Here is my view on how one could implement the “1 to n” relation. Side “1” is the master table, whereas side “n” corresponds to the slave (child) table. I suppose, we want to manipulate the relation from both sides. From slave's point the relation would look like a single object property, possibly with ability to set/change/clear the object reference specified by the property. From master's point the same relation would be a collection-like property, providing us with the means to iterate over/add/delete object references from that collection. Since any changes made to one side of the relation must be instantly made available from the other side, we have two options:

  • Propagate the changes to all participants of the relation immediately. In this case the collection-like property mentioned above could be implemented using general-purpose container class, with the alteration methods overridden.

  • Introduce some kind of intermediate “instance-of-relation” object, which will own all of the information about the relation for just one instance of master object. In this case each call for properties from either side will fetch requested info from that intermediate object.

Choosing between the two involves answering several important questions:

  • How the instances of mapped classes should be created? Could we create an instance without saving it in the IdentityMap? How about creating a linked structure of newly created objects?

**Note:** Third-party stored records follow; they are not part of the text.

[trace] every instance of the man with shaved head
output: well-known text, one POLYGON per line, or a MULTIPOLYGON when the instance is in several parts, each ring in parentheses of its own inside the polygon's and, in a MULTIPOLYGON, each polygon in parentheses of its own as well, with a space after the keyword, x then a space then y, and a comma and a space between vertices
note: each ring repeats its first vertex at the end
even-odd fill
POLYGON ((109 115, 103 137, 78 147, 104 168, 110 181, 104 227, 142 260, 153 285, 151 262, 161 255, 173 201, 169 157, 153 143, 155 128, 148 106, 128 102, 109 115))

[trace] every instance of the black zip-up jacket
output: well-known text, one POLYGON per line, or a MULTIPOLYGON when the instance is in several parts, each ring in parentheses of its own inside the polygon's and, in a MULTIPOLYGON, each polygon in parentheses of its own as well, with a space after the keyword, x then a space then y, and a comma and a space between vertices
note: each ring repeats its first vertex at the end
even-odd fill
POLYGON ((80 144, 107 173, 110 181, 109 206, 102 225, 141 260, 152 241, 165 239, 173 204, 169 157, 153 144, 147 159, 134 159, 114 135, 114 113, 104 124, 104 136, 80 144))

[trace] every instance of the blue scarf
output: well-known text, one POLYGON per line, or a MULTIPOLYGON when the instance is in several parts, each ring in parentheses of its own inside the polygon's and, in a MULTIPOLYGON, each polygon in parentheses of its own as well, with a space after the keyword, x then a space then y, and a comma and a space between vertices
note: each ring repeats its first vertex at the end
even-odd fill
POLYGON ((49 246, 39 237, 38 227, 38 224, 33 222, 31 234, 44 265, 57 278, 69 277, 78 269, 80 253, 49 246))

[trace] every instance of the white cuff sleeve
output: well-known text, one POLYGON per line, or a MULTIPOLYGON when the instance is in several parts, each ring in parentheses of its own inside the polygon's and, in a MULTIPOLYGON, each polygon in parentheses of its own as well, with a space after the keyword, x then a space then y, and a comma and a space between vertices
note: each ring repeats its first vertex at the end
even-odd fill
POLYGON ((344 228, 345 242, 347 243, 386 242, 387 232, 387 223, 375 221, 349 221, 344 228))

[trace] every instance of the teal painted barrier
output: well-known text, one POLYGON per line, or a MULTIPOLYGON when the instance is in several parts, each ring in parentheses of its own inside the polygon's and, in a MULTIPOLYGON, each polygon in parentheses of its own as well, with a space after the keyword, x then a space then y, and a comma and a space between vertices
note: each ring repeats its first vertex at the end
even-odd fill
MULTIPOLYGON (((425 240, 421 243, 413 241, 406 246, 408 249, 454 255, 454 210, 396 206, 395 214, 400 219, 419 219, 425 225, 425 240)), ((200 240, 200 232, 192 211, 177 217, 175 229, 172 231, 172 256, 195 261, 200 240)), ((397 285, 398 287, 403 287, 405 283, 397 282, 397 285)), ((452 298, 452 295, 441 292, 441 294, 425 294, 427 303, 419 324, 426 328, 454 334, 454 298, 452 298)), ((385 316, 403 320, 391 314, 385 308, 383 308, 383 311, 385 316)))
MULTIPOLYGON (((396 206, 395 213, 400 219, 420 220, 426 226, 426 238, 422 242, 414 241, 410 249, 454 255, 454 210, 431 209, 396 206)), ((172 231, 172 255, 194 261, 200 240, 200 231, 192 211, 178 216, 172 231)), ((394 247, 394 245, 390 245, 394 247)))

  • Could the instances of mapped classes be copied, at the same time retaining some knowledge one about each other, to propagate the changes? Or maybe we should have exactly one instance for each table record?

  • Who is responsible for object deletion in all possible cases?

In either case the are some features, that are usually present in any ORM-like solution. For example, the IdentityMap design pattern assumes you register all instances of mapped classes that should render their changes to the DB in some kind of registry. This is necessary to perform later the “flush” operation. Of course, this requires maintaining the record status. I found the “instance-of-relation” approach to be relatively easier to implement. Particularly, take a look at source files DataObject.h, DataObject.cpp, and the tests in TestDataObject.cpp (folder lib/orm/). YB.ORM library employs variant typed objects internally with statically typed “thin” wrappers on top. The DataObject class represents an instance of mapped class, where mapping rules are given in the metadata description. Such objects are always allocated in heap and are not copyable. They store the data values. They have a link to metadata information for the mapped table. Of course, current state is maintained within those objects, one of: New (a newly created object), Ghost (no object present, just an ID), Dirty (object is loaded and altered), Sync (object is loaded, no changes), ToBeDeleted (marked for deletion), Deleted (finally deleted). To support relations in which this class presents the “n” side, each of them has a set of pointers to instances of RelationObject class (slave_relations_ member). To support relations in which this class presents the “1” side, each of them also has a set of shared pointers to instances of RelationObject class (master_relations_ member).

The RelationObject class represents an instance of a relation. Such objects are always allocated in heap and are not copyable. They store and enumerate pointers to related DataObject instances: one pointer to master, and set of shared pointers to slaves. Thus they “own” slave DataObject instances, and the DataObject instances “own” (indirectly) all of the slave objects. Note, that RelationObject itself maintains something like state, to support lazy loading.